Je weiter es in Richtung Rot geht, desto mehr nimmt das bewusste Verhalten ab und instinktives Verhalten kommt zum Vorschein. Ab einem gewissen Punkt der Erregung ist der Hund nicht mehr ansprechbar und reagiert „kopflos“. Durch ein entsprechendes Training lässt sich der Bereich vergrößern, indem der Hund sich bewusst verhält.

Abbildung 1

Links: Die Erregungsskala mit blauem Fenster.

Rechts: Durch gezieltes Training lässt sich das blaue Fenster auf höhere Erregungsstufen ausdehnen.

(Grafiken: Rolf Franck)

Abbildung 2

Anhand unseres emotionalen Lernmodells (mit Erregungsskala in der Mitte) lassen sich verschiedene Lernprozesse nachvollziehen.

(Grafik: Rolf Franck)

Ohne gezielte Förderung umfasst das blaue Fenster für bewusstes Verhalten nur die Bereiche Grün und Gelb. Um spätere Verhaltensprobleme zu vermeiden, ist es daher wichtig, schon mit einem Welpen viele Übungen zur Selbstkontrolle zu machen. Spieltraining auf hohem Erregungsniveau nach festen Spielregeln ist ein Beispiel dafür, wie Hunde lernen können, sich selbst zu kontrollieren und dadurch auch im orangefarbenen Bereich noch bewusste Entscheidungen treffen zu können.
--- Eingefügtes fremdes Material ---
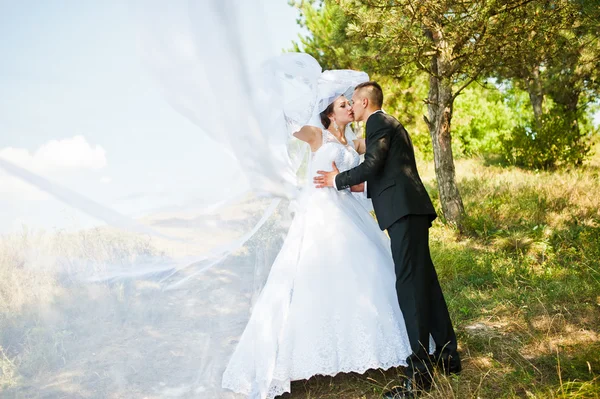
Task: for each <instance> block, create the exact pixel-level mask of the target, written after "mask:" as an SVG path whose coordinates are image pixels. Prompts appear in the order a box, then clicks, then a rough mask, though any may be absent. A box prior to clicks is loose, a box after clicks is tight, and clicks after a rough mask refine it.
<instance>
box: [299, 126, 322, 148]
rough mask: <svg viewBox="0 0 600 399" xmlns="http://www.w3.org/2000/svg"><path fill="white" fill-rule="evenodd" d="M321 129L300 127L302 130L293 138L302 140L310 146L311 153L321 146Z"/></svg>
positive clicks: (321, 136)
mask: <svg viewBox="0 0 600 399" xmlns="http://www.w3.org/2000/svg"><path fill="white" fill-rule="evenodd" d="M322 134H323V133H321V129H319V128H316V127H314V126H302V129H300V130H298V131H297V132H295V133H294V137H296V138H297V139H298V140H302V141H304V142H305V143H308V145H310V149H311V150H312V151H316V150H318V149H319V147H320V146H321V145H320V144H321V140H322Z"/></svg>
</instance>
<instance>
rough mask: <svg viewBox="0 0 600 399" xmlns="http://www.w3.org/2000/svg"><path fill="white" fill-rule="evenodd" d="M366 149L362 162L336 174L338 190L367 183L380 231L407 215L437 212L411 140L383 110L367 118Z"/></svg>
mask: <svg viewBox="0 0 600 399" xmlns="http://www.w3.org/2000/svg"><path fill="white" fill-rule="evenodd" d="M366 130H367V131H366V138H365V143H366V152H365V160H364V162H363V163H361V164H360V165H358V166H357V167H355V168H352V169H350V170H347V171H345V172H342V173H340V174H338V175H337V176H336V178H335V184H336V187H337V188H338V190H342V189H345V188H348V187H350V186H353V185H356V184H359V183H362V182H364V181H366V182H367V197H369V198H371V199H372V200H373V208H374V210H375V215H376V216H377V221H378V223H379V227H380V228H381V230H385V229H387V228H388V227H390V226H391V225H392V224H393V223H394V222H396V221H397V220H399V219H401V218H403V217H404V216H406V215H428V216H429V217H430V221H433V220H434V219H435V218H436V217H437V214H436V212H435V209H434V207H433V204H432V203H431V199H430V198H429V195H428V194H427V191H426V190H425V186H423V182H422V181H421V178H420V177H419V173H418V172H417V163H416V161H415V152H414V149H413V145H412V141H411V140H410V137H409V136H408V132H407V131H406V129H404V126H402V124H401V123H400V122H398V120H396V118H394V117H393V116H391V115H388V114H385V113H383V112H377V113H374V114H372V115H371V116H370V117H369V118H368V119H367V126H366Z"/></svg>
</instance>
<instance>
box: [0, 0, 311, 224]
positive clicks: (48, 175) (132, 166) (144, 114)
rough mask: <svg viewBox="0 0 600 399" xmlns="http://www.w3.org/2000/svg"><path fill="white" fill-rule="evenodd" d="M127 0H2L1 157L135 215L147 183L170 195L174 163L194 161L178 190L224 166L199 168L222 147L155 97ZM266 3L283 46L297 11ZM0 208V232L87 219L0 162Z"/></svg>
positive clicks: (162, 195)
mask: <svg viewBox="0 0 600 399" xmlns="http://www.w3.org/2000/svg"><path fill="white" fill-rule="evenodd" d="M130 5H131V4H130V3H128V2H126V1H122V0H105V1H96V0H93V1H92V0H78V1H77V0H63V1H45V2H42V1H27V0H20V1H15V2H10V1H0V38H1V39H0V54H2V62H0V155H1V156H4V157H5V158H8V159H10V160H12V161H14V162H17V163H19V164H21V165H22V166H24V167H27V168H28V169H31V170H34V171H35V172H37V173H40V174H42V175H44V176H47V177H48V178H51V179H52V180H53V181H56V182H58V183H60V184H63V185H66V186H69V187H71V188H73V189H75V190H77V191H79V192H81V193H83V194H85V195H87V196H90V197H92V198H95V199H97V200H98V201H100V202H102V203H104V204H106V205H109V206H111V207H115V208H116V209H118V210H120V211H122V212H124V213H129V214H134V213H135V212H136V211H138V210H139V209H138V207H139V202H136V200H135V197H136V196H139V197H141V196H143V194H144V191H145V190H146V191H150V192H153V197H154V198H158V197H160V196H161V195H162V196H169V195H170V194H169V193H170V192H171V190H169V182H170V180H173V179H171V176H172V175H173V173H176V171H178V170H190V166H191V167H192V168H195V173H188V174H187V176H182V175H177V176H176V179H178V181H177V186H178V187H185V188H186V189H187V190H188V191H187V192H183V193H180V196H179V197H180V198H186V197H188V198H189V197H193V196H202V195H203V193H205V192H207V191H209V190H210V187H211V182H212V181H213V180H211V179H214V178H216V177H215V175H217V174H218V175H219V176H220V178H223V177H225V178H228V176H229V175H228V173H232V171H227V170H222V171H219V173H206V171H207V170H210V166H211V165H213V164H214V161H215V160H219V159H222V158H223V157H225V156H226V155H225V154H223V153H221V152H220V151H219V150H218V148H216V147H215V145H214V144H213V143H212V142H211V141H210V140H209V139H207V138H206V136H204V135H203V134H202V132H200V131H199V129H198V128H197V127H196V126H194V125H193V124H191V123H190V122H189V121H188V120H186V119H185V118H184V117H182V116H181V115H180V114H178V113H177V112H175V111H174V110H173V109H172V108H171V107H170V106H169V105H168V104H167V103H166V101H165V100H164V98H163V96H162V94H161V93H160V91H159V89H158V87H157V84H156V82H155V81H154V80H153V78H152V77H151V76H150V75H149V73H148V71H147V69H146V68H145V67H144V65H142V61H141V59H140V57H139V54H138V53H137V52H136V51H137V49H136V25H135V23H134V21H133V19H132V12H131V9H130ZM264 10H265V15H266V21H265V22H266V25H267V28H268V31H269V32H270V35H269V36H270V39H271V41H272V43H271V44H272V46H274V47H275V48H277V49H282V48H289V47H290V46H291V41H292V40H293V39H295V38H297V36H298V34H299V33H300V32H301V30H300V28H299V27H298V25H297V23H296V18H297V12H296V10H295V9H293V8H292V7H290V6H289V5H288V4H287V0H264ZM165 165H167V166H168V167H165ZM212 172H215V171H212ZM185 179H187V180H185ZM132 181H136V182H137V187H132V185H131V182H132ZM124 197H128V198H124ZM178 200H179V198H172V199H170V200H169V199H167V200H165V203H167V202H177V201H178ZM145 205H147V206H152V205H155V204H145ZM0 209H1V210H0V232H3V231H7V230H12V229H14V228H19V226H21V225H22V224H26V225H32V226H36V225H38V224H42V225H44V226H45V227H52V226H54V227H63V225H64V224H65V220H69V221H68V222H67V224H68V223H71V224H72V225H73V226H75V227H76V226H79V224H80V223H82V224H86V223H87V222H86V217H85V216H84V215H82V214H81V213H79V212H76V211H74V210H72V209H70V208H69V207H67V206H65V205H64V204H62V203H60V202H58V201H56V200H54V199H50V198H48V197H47V196H46V195H44V194H43V193H41V192H38V191H37V190H35V189H32V188H30V187H27V186H26V185H25V184H23V183H19V182H18V181H15V179H13V178H9V177H8V175H6V174H2V173H1V172H0Z"/></svg>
Unser Modell des emotionalen Lernens beim Hund lässt sich am besten ausgehend von einem wahrgenommenen Reiz nachvollziehen: Die anfängliche Bewertung eines Reizes in positiv oder negativ erfolgt oft aufgrund von genetischen Veranlagungen. So reagieren wohl alle Hunde mit Interesse auf einen Bewegungsreiz. Wenn also ein Welpe erstmalig einen rollenden Fußball sieht, wird er vermutlich hinterherlaufen und feststellen, dass sich diese Aktivität gut anfühlt. Dass das Sehen und Verfolgen eines rollenden Balles als positiv empfunden wird, hängt damit zusammen, dass ein Jäger schnell auf fliehende Tiere reagieren muss, um sie zu fangen. Trotz der Evolutionsgeschichte können Hunde ihre enge genetische Verwandtschaft zum Wolf nicht verleugnen. Wölfe und später Hunde, die diese Verknüpfung zwischen Bewegungsreiz und positiver Emotion stärker hatten als andere, waren erfolgreicher und konnten so ihre Veranlagung an ihre Nachkommen weitergeben.